Further, normalization of the result of addition or subtraction occurs. The sign and the mantissa in the reverse binary code are respectively in trigger 4 and register 2. If the result is to be normalized to the right, the input I is sent to the shift control right input of input 6, resulting in a shift in code 2 in register 2 bit right. At the same time, the bit advanced out of the register is lost. Prior to shifting the code, the signal from the output of the extra bit 10 of register 2 is fed to the input of the EXCLUSIVE OR 13 element, on another input of which a signal from the trigger output of 3 characters is effective. As a result, the output of the EXCLUSIVE OR 13 element is affected by signal 1, if in additional bit 10 register 2 is a significant digit, and O otherwise. This signal arrives at the first inputs of elements AND 16 and 17, on the third inputs of which signal 1 acts, coming from the output of the element OR 8 at one of the inputs of which signal 1 acts, arriving at input 6. Depending on whether a significant or insignificant digit is in the additional bit 10 of register 2, elements AND 16 and 17 are open or closed to pass signals from the direct and inverse), respectively, the outputs of the trigger 4 to the zero and one inputs of the lower bit, respectively. And by the time of arrival of the indicated ignalov the inputs of the least significant bit 11 is set in the trigger code figure is shifted (to allow this if necessary on lines connecting the outputs of AND gates 16 and 17 to the inputs of the least significant bit corresponding to the delay elements 11 to be delivered). Thus, if in the extra bit of the 10 still un-shifted code there is an insignificant digit, then the younger of the
0
0
five
of the digit shifted by one bit to the right, the code does not change, since at the inputs of the lower digit I1 a set of signals O, O acts. If the digit grid of the register 2 is shifted to a significant digit, then at the outputs of the elements And 16 and 17 Depending on whether a positive or negative sign has a result, combinations of O, 1, or 1, O signals are used, which set the right-normalized result in the younger bit 11 to a significant result: 1 in the first case and O in the second.
At the moment of the normalization termination, regardless of whether normalization took place to the right or not, signal 1 acting on input 7 acts on one of the inputs of the OR element 8. As a result, the signal of the input of the third inputs of the elements 16 and 17 Correction of the youngest of the main bits 1I of the result is produced by tsak was described earlier.
0
five
0
Thus, after the termination of normalization in register 2, the binary code of the mantissa of the result corrected by the specified method is found.
The correction of the denatured addend and the result of the device leads to the fact that the error of rounding can have different signs regardless of the signs of the addends and the operation performed.
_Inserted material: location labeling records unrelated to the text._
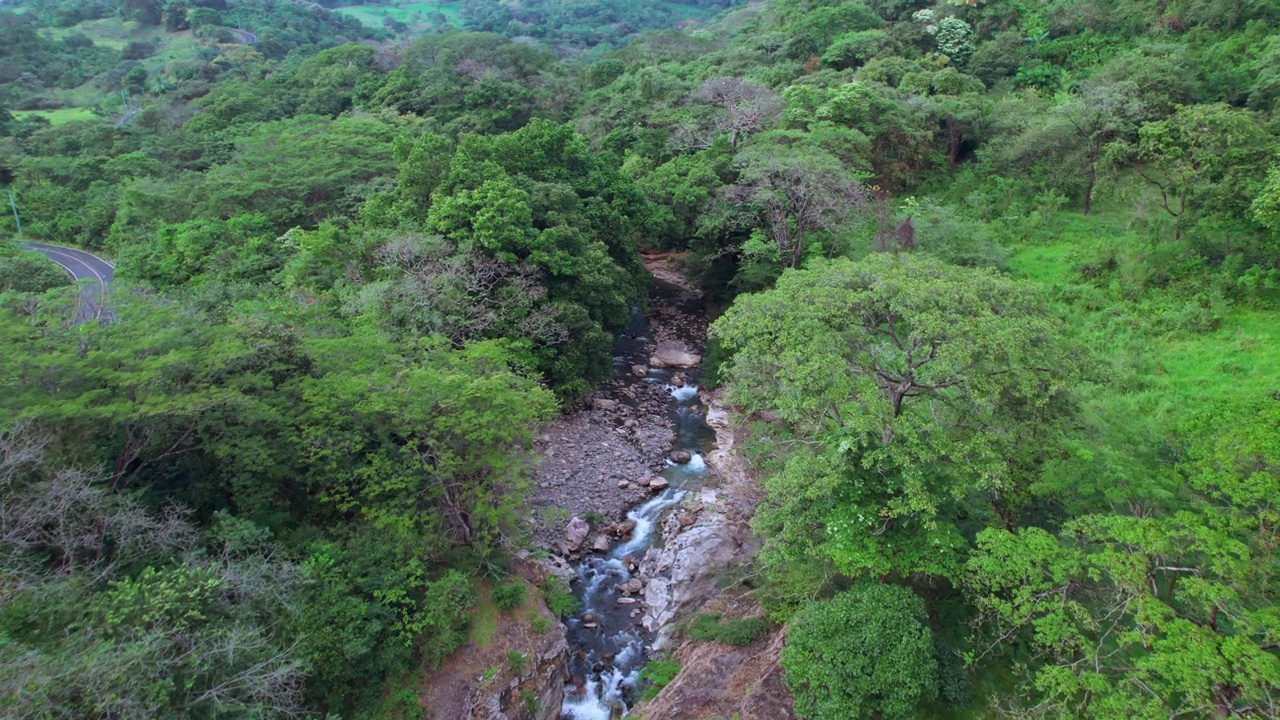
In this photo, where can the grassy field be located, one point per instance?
(408, 13)
(1174, 372)
(173, 50)
(58, 117)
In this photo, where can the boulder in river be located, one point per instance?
(673, 356)
(575, 534)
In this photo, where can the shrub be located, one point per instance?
(659, 674)
(864, 654)
(507, 597)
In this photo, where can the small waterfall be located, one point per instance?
(607, 639)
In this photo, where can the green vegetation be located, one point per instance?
(56, 117)
(865, 652)
(995, 283)
(732, 630)
(407, 14)
(508, 597)
(658, 674)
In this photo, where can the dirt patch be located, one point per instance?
(723, 680)
(485, 682)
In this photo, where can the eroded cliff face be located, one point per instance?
(722, 680)
(702, 542)
(480, 682)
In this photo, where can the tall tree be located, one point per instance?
(792, 194)
(929, 392)
(1100, 112)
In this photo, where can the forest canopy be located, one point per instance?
(992, 291)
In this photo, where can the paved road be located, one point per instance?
(82, 267)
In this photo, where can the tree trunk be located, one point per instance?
(1093, 178)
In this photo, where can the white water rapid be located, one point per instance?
(606, 638)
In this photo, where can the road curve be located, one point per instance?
(82, 267)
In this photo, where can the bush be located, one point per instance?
(516, 660)
(508, 597)
(864, 654)
(558, 598)
(739, 630)
(659, 674)
(28, 272)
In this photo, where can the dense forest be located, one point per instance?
(996, 301)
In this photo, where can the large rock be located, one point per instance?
(671, 355)
(460, 689)
(575, 534)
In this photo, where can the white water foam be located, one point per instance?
(644, 518)
(602, 697)
(682, 393)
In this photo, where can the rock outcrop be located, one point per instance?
(723, 680)
(709, 534)
(673, 355)
(702, 540)
(479, 682)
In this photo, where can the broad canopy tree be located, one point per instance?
(920, 387)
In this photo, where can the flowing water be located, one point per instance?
(607, 642)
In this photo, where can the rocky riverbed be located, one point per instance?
(602, 460)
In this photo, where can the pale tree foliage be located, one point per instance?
(791, 194)
(80, 637)
(1101, 112)
(464, 296)
(745, 108)
(69, 523)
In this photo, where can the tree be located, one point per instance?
(745, 106)
(928, 393)
(1155, 614)
(1203, 156)
(864, 654)
(145, 12)
(792, 194)
(1100, 112)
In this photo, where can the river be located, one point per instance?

Indeed, let, for example, the ordering of the terms be the same, so that the denormalization does not occur, and, therefore, the denormalized term is not corrected. 5 In this case, the rounding error is the result of the error in normalizing the result associated with dropping the significant digit pulled out of the register's grid during normalization to the right, and truncating the result by an extra bit, as well as the error associated with the significant digit getting into the younger one. bit normalized and truncated result. Since the occurrence of the digit O or 1 in the lower-order bit of the result is uniform, the sending of the significant digit in this digit in half the cases gives an error that is excellent
0
five
from zero, which in absolute value is greater than the normalization error, and has the opposite sign. Thus, in half of the cases, the rounding error is positive, and in half - negative,
The mathematical expectation of the rounding error arising from the operation of the proposed device is strictly early zero.

Claims (1)

  1. Formula from. bratis
    A device for rounding the sum and difference of binary-coded floating point numbers, containing an operand register with an extra bit and a result register with an extra bit, two sign triggers, and the shift register inputs of the operand and result register are connected to the denormalization control input and the input control normalization to the right of the device, respectively, characterized by the fact that, in order to improve the accuracy of calculations, it is with the two elements EXCLUSIVE OR, four AND elements and the AND element And, the output of the additional discharge operand registers connected to the first input of the first exclusive-OR gate whose output is connected to the first inputs of the first
    Editor E.Papp Order 4222/38
    Compiled by O. Berezikova Tehred M. Khodanych
    Circulation 672 VNIIPI USSR State Committee
    for inventions and discoveries 113035, Moscow, Zh-35, Raushsk nab., 4/5
    Production and printing company, Uzhgorod, Projecto st., 4
    and the second element And, the outputs of which are connected to the zero and single inputs of the additional register bit of the operand, the second inputs of the first element EXCLUSIVE OR and the first element And are connected to the direct output of the first sign trigger, the inverse output of which is connected to the second input of the second element And, the input of which is connected to the third input of the first element I and the control input of the denormalization of the device, the input of the normalization control to the right and the input of the end of the normalization which is connected to the first and second inputs of the el OR, the output of which is connected to the first inputs of the third and fourth elements AND, the outputs of which are connected to the zero and single inputs of the lower digit of the result register, the output of the additional discharge of which is connected to the first input of the second element SUPPLIED OR, the output of which is connected to the second inputs of the third and the fourth element And, the third input of the third element And is connected to the second input of the second element EXCLUSIVE OR and the direct output of the second sign trigger, the inverse output of which is connected to the third input m fourth element I.
    Proofreader N. Korol Subscription
SU864067821A 1986-05-27 1986-05-27 Device for rounding off sum and difference of binary-coded numbers with floating point SU1339550A1 (en)

Priority Applications (1)

Application Number Priority Date Filing Date Title
SU864067821A SU1339550A1 (en) 1986-05-27 1986-05-27 Device for rounding off sum and difference of binary-coded numbers with floating point

Applications Claiming Priority (1)

Application Number Priority Date Filing Date Title
SU864067821A SU1339550A1 (en) 1986-05-27 1986-05-27 Device for rounding off sum and difference of binary-coded numbers with floating point

Publications (1)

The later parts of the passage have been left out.